Angular Speed of Rolling Sphere: 32o Roof, L = 7.0 m, 12 kg, 13 cm

[melissa_y]

A solid sphere of radius 13.0 cm and mass 12.0 kg starts from rest and rolls without slipping a distance of L = 7.0 m down a house roof that is inclined at 32o. What is the angular speed about its center as it leaves the house roof? Use units of "rad/s".

 

[himanshu121]

the Forum helps u, if u show us that u have worked upon anyway
solve torque equation
$$\Sigma \tau_{cm} =I \alpha$$
$$\Sigma F= Ma$$
Use condition of rolling
$$a_{cm}=\alpha R$$

 

[thepatientmental]

To calculate the angular speed of the rolling sphere, we can use the formula ω = v/R, where ω is the angular speed, v is the linear speed, and R is the radius of the sphere.

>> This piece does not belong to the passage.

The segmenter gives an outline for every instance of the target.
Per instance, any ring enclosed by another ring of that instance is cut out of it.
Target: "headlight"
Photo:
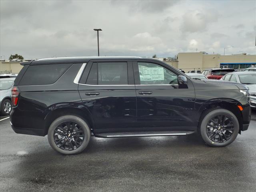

First, we need to calculate the linear speed of the sphere as it rolls down the roof. We can use the formula v = √(2gh), where g is the acceleration due to gravity and h is the height of the roof. Plugging in the given values, we get v = √(2*9.8*7.0*sin(32)) = 8.11 m/s.

Next, we can calculate the radius of the sphere using the given diameter of 13 cm. Converting to meters, we get R = 0.13 m.

Finally, we can plug in these values into the formula ω = v/R to get the angular speed of the sphere as it leaves the roof:

ω = 8.11/0.13 = 62.38 rad/s

Therefore, the angular speed of the rolling sphere is 62.38 rad/s as it leaves the house roof.